The validation issue is especially neuralgic. Scientists will check if a program they wrote works by simply eyeballing the output and deciding that it looks right. How do they know it looks right? Based on their expertise; you wouldn't understand, it's far too complicated for a non-scientist. Where does that expertise come from? By reading papers with graphs in them. Where do those graphs come from? More unvalidated programs. Missing in a disturbing number of cases - real world data, or acceptance that real data takes precedence over predicted data. Example from [1]: "we believe in checking models against each other, as it's the best way to understand which models work best in what circumstances". Another [2]: "There is agreement in the literature that comparing the results of different models provides important evidence of validity and increases model credibility".

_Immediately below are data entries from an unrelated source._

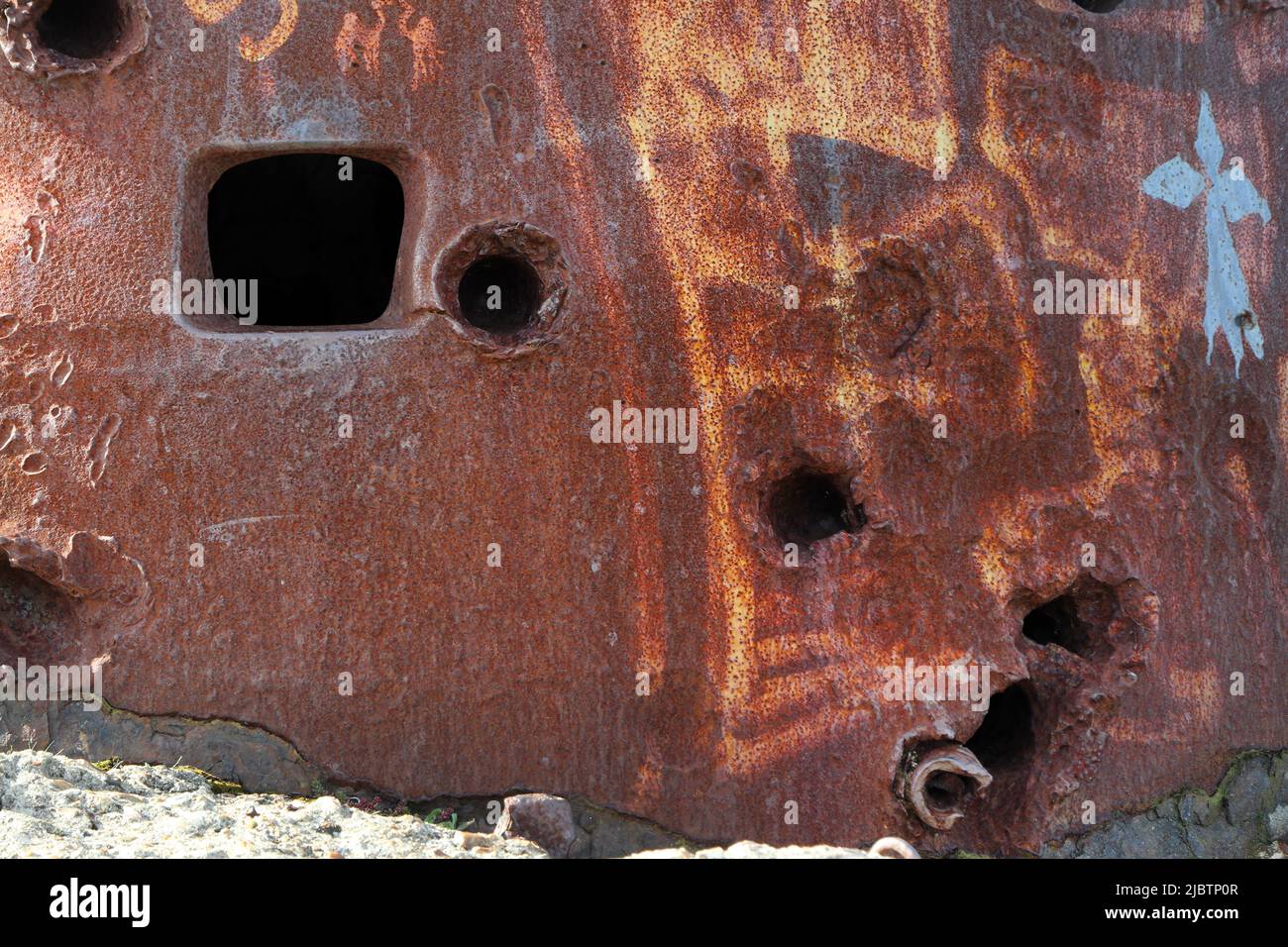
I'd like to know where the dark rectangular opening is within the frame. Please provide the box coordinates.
[206,152,404,329]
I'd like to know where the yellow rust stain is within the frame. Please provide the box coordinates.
[621,0,965,775]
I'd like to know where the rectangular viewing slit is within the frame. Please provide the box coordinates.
[193,152,404,331]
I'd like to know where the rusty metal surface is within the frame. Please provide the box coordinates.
[0,0,1288,850]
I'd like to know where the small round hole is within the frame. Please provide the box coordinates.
[456,256,542,335]
[1073,0,1124,13]
[36,0,125,59]
[768,471,867,546]
[926,772,967,809]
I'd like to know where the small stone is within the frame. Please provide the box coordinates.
[496,792,577,858]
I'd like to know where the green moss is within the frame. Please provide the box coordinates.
[175,767,246,795]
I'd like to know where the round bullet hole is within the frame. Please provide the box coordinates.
[0,0,150,78]
[926,771,967,810]
[433,220,570,359]
[767,469,867,548]
[36,0,125,59]
[456,256,541,335]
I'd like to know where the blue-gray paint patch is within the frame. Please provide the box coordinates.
[1141,91,1270,377]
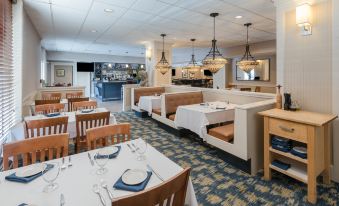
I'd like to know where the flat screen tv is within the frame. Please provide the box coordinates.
[172,69,175,77]
[204,70,213,76]
[77,62,94,72]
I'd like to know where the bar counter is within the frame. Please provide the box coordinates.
[95,80,137,102]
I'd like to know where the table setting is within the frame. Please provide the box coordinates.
[174,101,237,141]
[0,139,198,206]
[138,95,161,116]
[9,108,117,142]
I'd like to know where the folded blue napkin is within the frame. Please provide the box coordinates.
[113,170,152,192]
[272,160,291,170]
[94,146,121,159]
[46,112,60,117]
[5,164,53,183]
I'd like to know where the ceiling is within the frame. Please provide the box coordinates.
[24,0,276,56]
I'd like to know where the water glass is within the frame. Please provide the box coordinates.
[135,138,147,161]
[94,148,108,175]
[42,162,60,193]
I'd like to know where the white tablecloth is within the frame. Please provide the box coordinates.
[0,139,198,206]
[174,102,236,141]
[9,108,117,141]
[139,96,161,116]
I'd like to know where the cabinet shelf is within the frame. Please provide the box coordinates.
[270,147,308,164]
[270,164,307,184]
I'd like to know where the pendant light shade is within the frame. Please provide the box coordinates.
[155,34,171,75]
[202,13,227,73]
[186,39,201,74]
[237,23,259,74]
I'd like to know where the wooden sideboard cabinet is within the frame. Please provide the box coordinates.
[259,109,337,203]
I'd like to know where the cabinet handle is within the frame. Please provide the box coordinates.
[279,125,294,133]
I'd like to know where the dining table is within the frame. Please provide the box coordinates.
[0,139,198,206]
[138,96,161,116]
[8,107,117,142]
[174,101,237,141]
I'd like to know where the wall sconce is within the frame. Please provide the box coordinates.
[146,48,152,61]
[295,3,312,36]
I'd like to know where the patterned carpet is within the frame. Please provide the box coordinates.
[115,112,339,206]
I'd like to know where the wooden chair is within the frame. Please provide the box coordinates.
[86,123,131,150]
[3,133,68,170]
[68,97,89,112]
[112,168,190,206]
[35,99,60,106]
[66,92,84,99]
[25,117,68,139]
[73,101,97,111]
[35,103,65,114]
[75,112,110,153]
[41,92,61,100]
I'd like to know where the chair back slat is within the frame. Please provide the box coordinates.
[25,116,68,139]
[73,101,97,111]
[86,123,131,150]
[66,92,84,99]
[35,103,65,114]
[67,97,89,112]
[75,112,110,152]
[35,99,60,106]
[3,133,69,170]
[41,92,61,100]
[112,168,190,206]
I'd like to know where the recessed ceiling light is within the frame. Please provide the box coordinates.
[104,9,113,13]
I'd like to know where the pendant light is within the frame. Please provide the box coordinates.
[202,13,227,73]
[155,34,171,75]
[186,39,201,74]
[237,23,259,74]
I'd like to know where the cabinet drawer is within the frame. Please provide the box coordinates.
[269,118,307,143]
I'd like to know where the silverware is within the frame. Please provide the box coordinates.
[93,184,106,206]
[68,156,73,167]
[127,144,135,153]
[146,164,165,181]
[60,193,66,206]
[87,152,94,166]
[132,142,139,151]
[61,157,67,170]
[101,180,113,200]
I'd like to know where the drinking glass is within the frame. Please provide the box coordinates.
[42,162,60,193]
[94,148,108,175]
[135,138,147,161]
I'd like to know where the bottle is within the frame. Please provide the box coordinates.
[275,85,282,109]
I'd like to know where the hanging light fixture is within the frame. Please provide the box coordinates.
[202,13,227,73]
[237,23,259,74]
[186,39,201,74]
[155,34,171,75]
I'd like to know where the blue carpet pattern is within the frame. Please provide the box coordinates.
[115,112,339,206]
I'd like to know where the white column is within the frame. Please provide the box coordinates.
[145,41,172,86]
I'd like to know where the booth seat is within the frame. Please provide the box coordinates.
[164,92,203,121]
[131,87,165,111]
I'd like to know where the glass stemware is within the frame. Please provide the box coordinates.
[94,148,108,175]
[135,138,147,161]
[42,162,60,193]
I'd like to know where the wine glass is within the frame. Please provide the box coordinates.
[94,148,108,175]
[135,138,147,161]
[42,162,60,193]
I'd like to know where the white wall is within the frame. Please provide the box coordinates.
[276,0,339,181]
[13,0,42,122]
[47,51,145,64]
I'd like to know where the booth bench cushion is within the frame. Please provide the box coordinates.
[208,123,234,142]
[165,92,203,120]
[134,87,165,106]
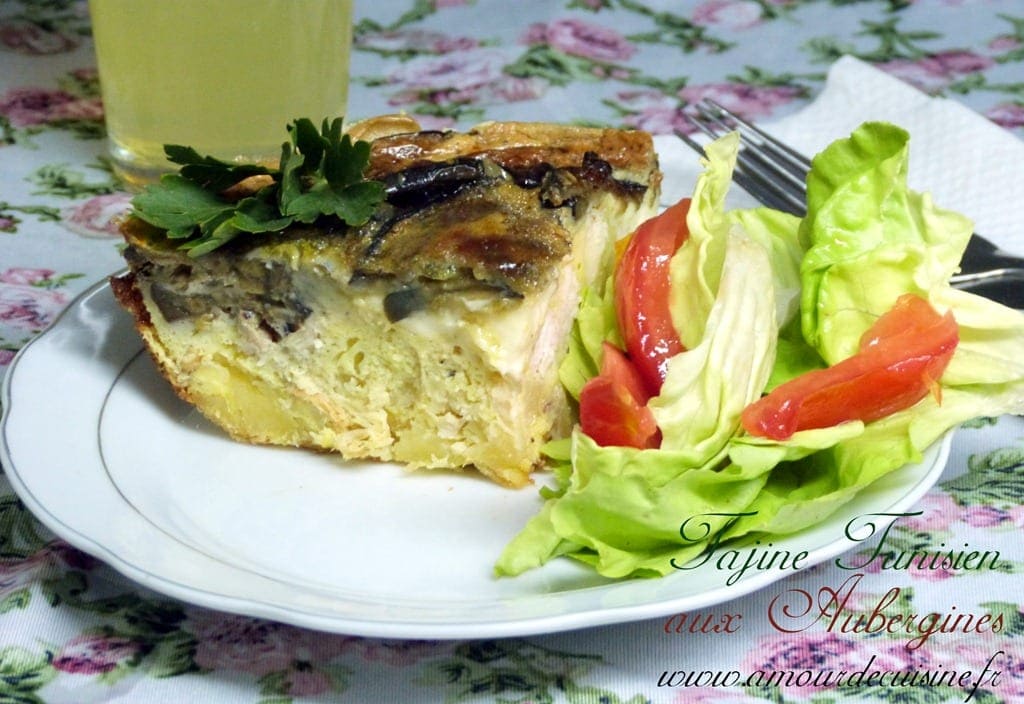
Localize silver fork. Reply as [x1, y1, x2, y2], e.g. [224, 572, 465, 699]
[677, 99, 1024, 308]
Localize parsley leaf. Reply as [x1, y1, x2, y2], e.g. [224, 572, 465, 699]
[126, 118, 384, 257]
[281, 120, 384, 225]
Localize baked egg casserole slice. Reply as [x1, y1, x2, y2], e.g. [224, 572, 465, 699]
[112, 117, 662, 487]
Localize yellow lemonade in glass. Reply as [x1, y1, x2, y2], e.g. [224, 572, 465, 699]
[89, 0, 352, 184]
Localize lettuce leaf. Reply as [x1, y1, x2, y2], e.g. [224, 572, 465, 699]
[496, 123, 1024, 577]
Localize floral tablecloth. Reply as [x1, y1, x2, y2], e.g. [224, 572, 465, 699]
[0, 0, 1024, 704]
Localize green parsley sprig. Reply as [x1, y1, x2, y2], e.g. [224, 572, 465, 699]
[132, 118, 384, 257]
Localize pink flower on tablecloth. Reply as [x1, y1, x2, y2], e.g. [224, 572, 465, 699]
[897, 491, 961, 532]
[62, 192, 132, 237]
[985, 102, 1024, 129]
[285, 667, 334, 697]
[961, 505, 1010, 528]
[616, 90, 693, 134]
[521, 19, 636, 61]
[0, 540, 97, 601]
[742, 632, 932, 700]
[443, 76, 548, 105]
[0, 266, 56, 285]
[358, 30, 480, 54]
[692, 0, 763, 30]
[0, 19, 79, 55]
[877, 51, 995, 93]
[53, 635, 141, 674]
[0, 88, 103, 127]
[679, 83, 802, 120]
[189, 610, 352, 676]
[388, 49, 505, 91]
[0, 269, 68, 333]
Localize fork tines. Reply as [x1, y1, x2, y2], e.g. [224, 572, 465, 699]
[678, 98, 811, 215]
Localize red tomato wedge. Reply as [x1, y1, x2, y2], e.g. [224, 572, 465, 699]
[614, 199, 690, 396]
[580, 343, 660, 449]
[741, 294, 959, 440]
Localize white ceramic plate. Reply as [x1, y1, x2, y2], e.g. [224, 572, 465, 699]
[0, 283, 949, 639]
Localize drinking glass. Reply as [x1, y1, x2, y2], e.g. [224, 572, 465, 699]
[89, 0, 352, 186]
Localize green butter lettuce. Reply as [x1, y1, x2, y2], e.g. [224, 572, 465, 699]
[496, 123, 1024, 578]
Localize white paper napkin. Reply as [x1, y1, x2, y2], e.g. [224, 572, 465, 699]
[655, 56, 1024, 254]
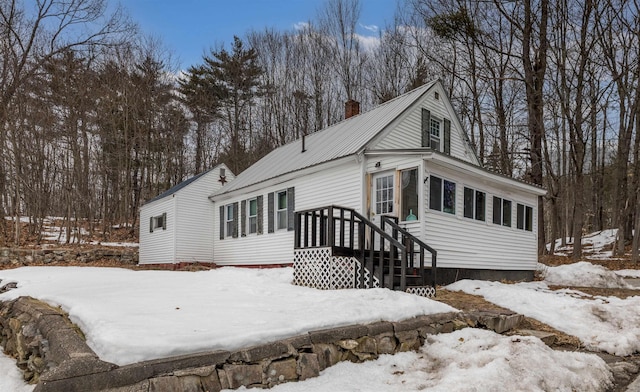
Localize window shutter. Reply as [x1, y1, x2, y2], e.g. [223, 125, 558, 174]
[422, 109, 431, 147]
[233, 202, 238, 238]
[444, 118, 451, 154]
[267, 192, 275, 233]
[257, 195, 264, 234]
[240, 200, 247, 237]
[287, 188, 296, 231]
[220, 206, 224, 240]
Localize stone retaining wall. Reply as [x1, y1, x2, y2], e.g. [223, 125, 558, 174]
[0, 297, 522, 392]
[0, 247, 138, 266]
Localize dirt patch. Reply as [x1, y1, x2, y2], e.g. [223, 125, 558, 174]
[434, 288, 582, 350]
[539, 252, 640, 271]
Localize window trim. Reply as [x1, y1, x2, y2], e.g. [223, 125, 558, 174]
[429, 116, 443, 151]
[373, 172, 396, 215]
[246, 197, 258, 235]
[429, 175, 458, 216]
[274, 189, 289, 231]
[491, 195, 513, 227]
[224, 203, 235, 238]
[516, 203, 534, 232]
[398, 166, 422, 222]
[149, 212, 167, 233]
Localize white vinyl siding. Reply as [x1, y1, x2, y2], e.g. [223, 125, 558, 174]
[139, 165, 235, 264]
[423, 162, 538, 270]
[247, 198, 258, 234]
[213, 162, 363, 265]
[276, 190, 289, 230]
[139, 197, 175, 264]
[375, 174, 395, 215]
[372, 88, 477, 164]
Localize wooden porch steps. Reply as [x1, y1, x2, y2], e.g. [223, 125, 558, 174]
[294, 206, 437, 296]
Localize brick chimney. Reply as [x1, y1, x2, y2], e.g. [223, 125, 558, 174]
[344, 99, 360, 120]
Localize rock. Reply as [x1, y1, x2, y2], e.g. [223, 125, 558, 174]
[313, 343, 341, 370]
[267, 358, 298, 386]
[224, 364, 262, 389]
[477, 311, 524, 333]
[297, 353, 320, 381]
[515, 329, 556, 346]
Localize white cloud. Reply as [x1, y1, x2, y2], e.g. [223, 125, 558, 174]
[356, 34, 380, 52]
[293, 22, 309, 31]
[360, 24, 380, 33]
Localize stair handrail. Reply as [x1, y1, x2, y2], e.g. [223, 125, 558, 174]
[294, 205, 407, 291]
[380, 215, 438, 288]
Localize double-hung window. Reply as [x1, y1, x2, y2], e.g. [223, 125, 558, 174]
[276, 190, 288, 230]
[247, 198, 258, 234]
[516, 203, 533, 231]
[464, 187, 487, 221]
[429, 116, 441, 151]
[149, 212, 167, 233]
[429, 176, 456, 215]
[400, 168, 420, 221]
[493, 196, 511, 227]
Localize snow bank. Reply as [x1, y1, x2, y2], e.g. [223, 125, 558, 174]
[445, 280, 640, 356]
[538, 261, 634, 289]
[240, 328, 613, 392]
[0, 267, 455, 365]
[0, 347, 36, 392]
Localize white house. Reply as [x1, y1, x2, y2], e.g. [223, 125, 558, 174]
[206, 81, 545, 287]
[139, 164, 235, 264]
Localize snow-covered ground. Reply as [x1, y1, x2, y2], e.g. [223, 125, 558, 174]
[232, 328, 611, 392]
[0, 267, 455, 365]
[446, 280, 640, 356]
[547, 229, 618, 260]
[0, 263, 640, 391]
[4, 216, 138, 247]
[0, 347, 34, 392]
[538, 261, 640, 289]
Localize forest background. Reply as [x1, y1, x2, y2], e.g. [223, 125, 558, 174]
[0, 0, 640, 260]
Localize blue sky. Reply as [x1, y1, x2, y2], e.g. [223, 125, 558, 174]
[120, 0, 396, 68]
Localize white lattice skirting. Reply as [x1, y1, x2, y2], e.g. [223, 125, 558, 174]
[405, 286, 436, 298]
[293, 248, 380, 290]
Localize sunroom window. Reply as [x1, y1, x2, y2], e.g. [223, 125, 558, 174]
[464, 187, 487, 221]
[400, 169, 420, 221]
[429, 176, 456, 215]
[276, 191, 288, 230]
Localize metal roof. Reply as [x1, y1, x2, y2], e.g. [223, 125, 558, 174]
[215, 81, 437, 195]
[143, 164, 229, 205]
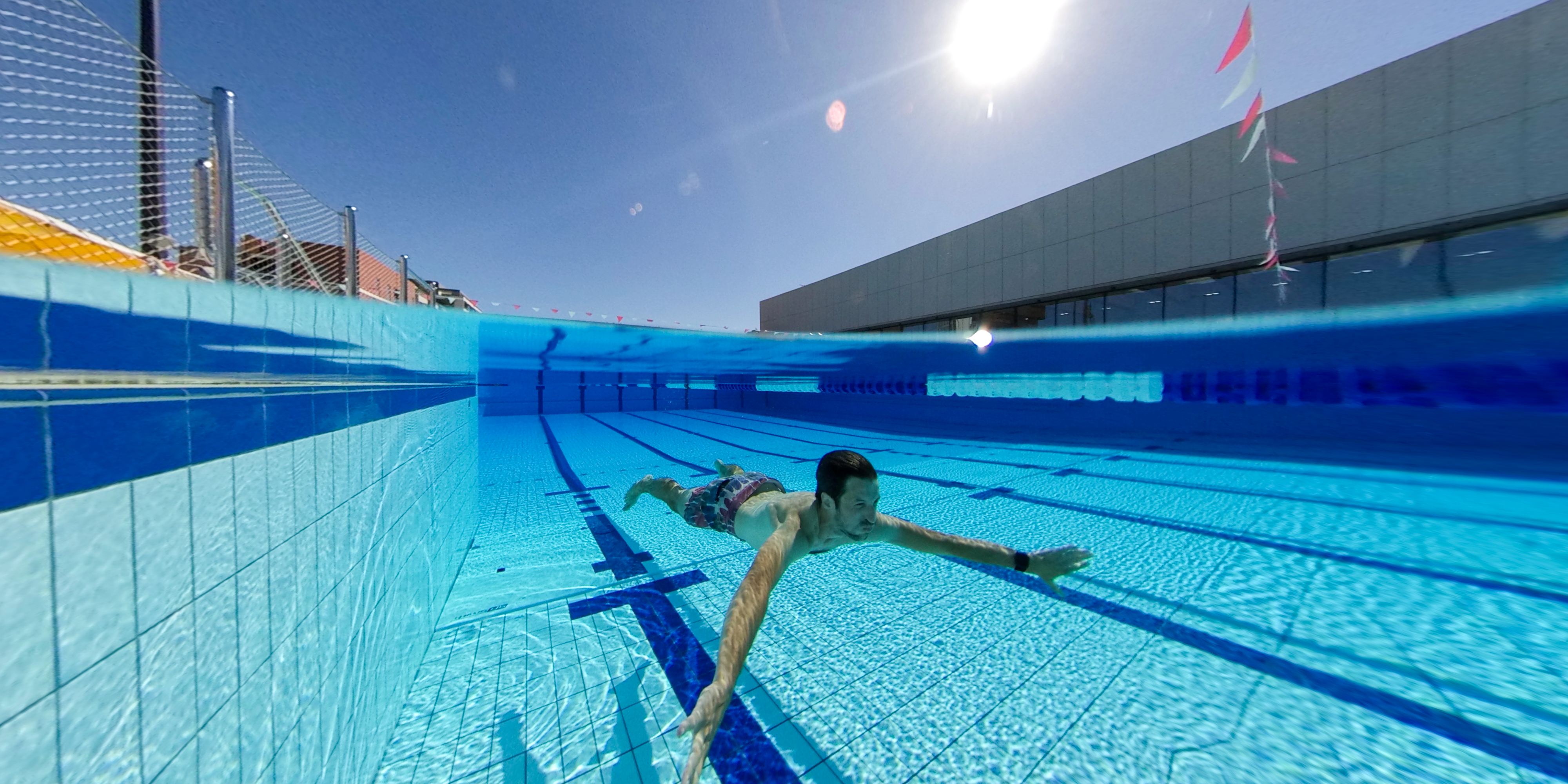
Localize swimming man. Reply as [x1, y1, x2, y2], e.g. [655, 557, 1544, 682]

There are a bunch of people in this thread saying things like, oh, I'd love to help humanity but don't want to take the pay cut. To anyone thinking of going into science I'd strongly suggest you start by taking a few days to download papers from the lab you're thinking of joining and carefully checking them for mistakes, logical inconsistencies, absurd assumptions or assertions etc. Check the citations, ensure they actually support the claim being made. That sort of thing. If they have code on github go read it. Otherwise you might end up taking a huge pay cut only to discover that the lab or even whole field you've joined has simply become a self-reinforcing exercise in grant application, in which the software exists mostly for show.